14th President of Northwestern University
- In office 1985 – December 31, 1994
- Preceded by: Robert H. Strotz
- Succeeded by: Henry Bienen

Personal details
- Born: Arnold Robert Weber September 20, 1929 New York City, U.S.
- Died: August 20, 2020 (aged 90) Evanston, Illinois, U.S.
- Education: University of Illinois (B.S., 1950; M.A., 1952) Massachusetts Institute of Technology (Ph.D., 1958)

= Arnold Weber =

American academic administrator (1929–2020)

Arnold Robert Weber (September 20, 1929 – August 20, 2020) was an American economist and academic administrator who was president of Northwestern University from 1985 to 1994. His tenure at Northwestern was marked by stabilizing the university's finances and enhancing the campus environment.

==Biography==
Weber was born to a Jewish family in 1929 in The Bronx. His father worked as an electrician.

Weber graduated from the University of Illinois in 1950 with a bachelor's degree in economics. He next completed two advanced degrees in economics, an M.A. in 1952 at Illinois and Ph.D. in 1958 at the Massachusetts Institute of Technology (MIT). His doctoral thesis was The International Chemical Workers Union: a case study in structural adjustment. From 1952 to 1954, Weber served in the United States Coast Guard prior to enrolling at MIT.

At the beginning of his career, Weber was a professor, first at MIT (1957–58), followed by University of Chicago (1958-1973).

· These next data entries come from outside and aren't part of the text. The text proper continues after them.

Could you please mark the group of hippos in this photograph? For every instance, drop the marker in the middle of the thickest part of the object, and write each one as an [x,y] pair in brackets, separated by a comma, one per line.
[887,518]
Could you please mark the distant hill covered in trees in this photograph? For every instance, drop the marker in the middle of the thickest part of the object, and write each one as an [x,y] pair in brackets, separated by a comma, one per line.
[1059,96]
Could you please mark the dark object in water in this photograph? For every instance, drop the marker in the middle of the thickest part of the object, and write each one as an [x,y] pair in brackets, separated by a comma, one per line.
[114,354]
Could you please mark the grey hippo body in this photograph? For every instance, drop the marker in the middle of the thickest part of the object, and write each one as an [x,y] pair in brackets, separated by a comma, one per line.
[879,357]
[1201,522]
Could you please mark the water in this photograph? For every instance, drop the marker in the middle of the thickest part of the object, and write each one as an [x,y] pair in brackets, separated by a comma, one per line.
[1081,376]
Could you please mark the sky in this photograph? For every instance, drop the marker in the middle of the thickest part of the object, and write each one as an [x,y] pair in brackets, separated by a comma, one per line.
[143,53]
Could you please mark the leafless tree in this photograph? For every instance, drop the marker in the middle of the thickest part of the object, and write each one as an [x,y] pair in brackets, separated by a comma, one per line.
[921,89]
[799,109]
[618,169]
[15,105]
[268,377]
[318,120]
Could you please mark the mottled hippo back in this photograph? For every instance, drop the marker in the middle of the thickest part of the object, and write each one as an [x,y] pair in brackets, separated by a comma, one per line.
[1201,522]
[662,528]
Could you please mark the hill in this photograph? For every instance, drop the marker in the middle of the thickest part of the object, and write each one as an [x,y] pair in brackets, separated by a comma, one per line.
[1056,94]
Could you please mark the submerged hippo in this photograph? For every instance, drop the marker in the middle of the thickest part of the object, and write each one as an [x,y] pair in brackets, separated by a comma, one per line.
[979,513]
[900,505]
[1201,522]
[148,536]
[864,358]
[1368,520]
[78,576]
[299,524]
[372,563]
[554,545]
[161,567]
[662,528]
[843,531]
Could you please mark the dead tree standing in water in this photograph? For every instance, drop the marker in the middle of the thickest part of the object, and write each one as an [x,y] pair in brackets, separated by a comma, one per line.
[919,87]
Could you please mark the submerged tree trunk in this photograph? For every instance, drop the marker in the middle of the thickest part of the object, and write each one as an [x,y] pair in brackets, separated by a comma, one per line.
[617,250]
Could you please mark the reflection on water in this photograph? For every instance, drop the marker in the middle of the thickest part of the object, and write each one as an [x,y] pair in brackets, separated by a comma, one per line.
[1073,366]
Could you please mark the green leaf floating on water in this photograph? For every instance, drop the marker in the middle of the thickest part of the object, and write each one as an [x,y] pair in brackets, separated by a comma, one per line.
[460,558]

He then went to Carnegie Mellon University, where he served first as Dean of the Graduate School of Industrial Administration (1973–77), and then as provost and professor until 1980. In 1980, he became President of the University of Colorado, where he served until 1984.

His non-university experience includes serving as president of the Civic Committee of The Commercial Club of Chicago, the leading business and civic organization in the metropolitan area, from 1995-1999.

Prior to and during his tenure at Northwestern, Weber served on the boards of many corporations including Burlington Northern Santa Fe Inc., PepsiCo Inc., Tribune Co., John Deere & Company, Aon Corp. and Inland Steel.

During his career, he served as a member of the faculty at the Graduate School of Business at the University of Chicago and as a presidential appointee and economic adviser in the federal government.

He has been inducted into the National Academy of Arbitrators and the National Academy of Public Administration, is a Laureate of The Lincoln Academy of Illinois and a member of the Academy of Arts and Sciences.

Weber is the author of eight books, as well as numerous monographs and articles on economic policy, industrial and labor relations, and higher education.